Shrinkage and Brokeback Mountain
I finally saw Brokeback Mountain last night. I bawled my eyes out. My boyfriend pretended to be bored, and my girlfriend and I enjoyed gaping at Heath Ledger.
I thought it was a profoundly moving and sad story. Mostly I came away thanking the Lord for my exposure to psychotherapy. And not just my exposure (although granted my exposure was more intense than others, being from a Jewish upper-middle class divorced family in NJ).
Everyone in our culture is exposed to the learnings and effects of psychotherapy. Oprah magazine, Oprah’s show, Dr.
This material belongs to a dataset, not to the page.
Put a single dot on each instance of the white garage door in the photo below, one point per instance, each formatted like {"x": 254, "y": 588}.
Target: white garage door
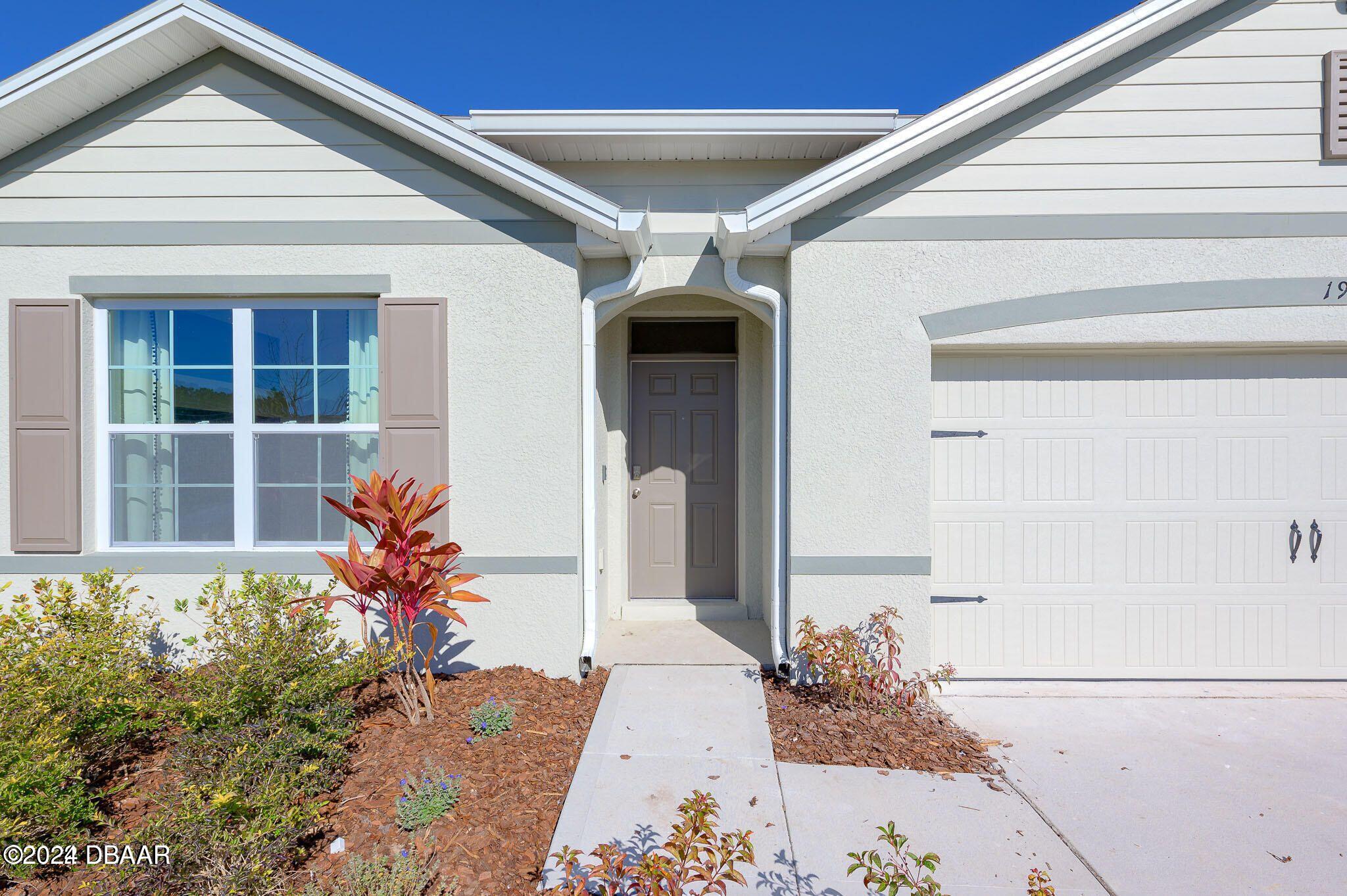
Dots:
{"x": 1131, "y": 515}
Phil…all have allowed every American to actively seek to be in touch with his/her feelings.
Ennis’ torture, his inability to love or choose what he needs for a modicum of a happy exisitence: all is directly connected not only to the strictures and homophobia of the time he lived, but of the pre-insight era. I would imagine in the 60’s and 70’s, an examined life was restricted to those who had the education and means to seek it.
Perhaps I am being naive, but I don’t believe Dr. Phil or Oprah would let Ennis and Jack Twist be apart today.
I thought of another, similarly moving film about the love that dare not speak its name, and this love’s ability to ruin lives…A Man of No Importance, with Albert Finney. Netfilix it.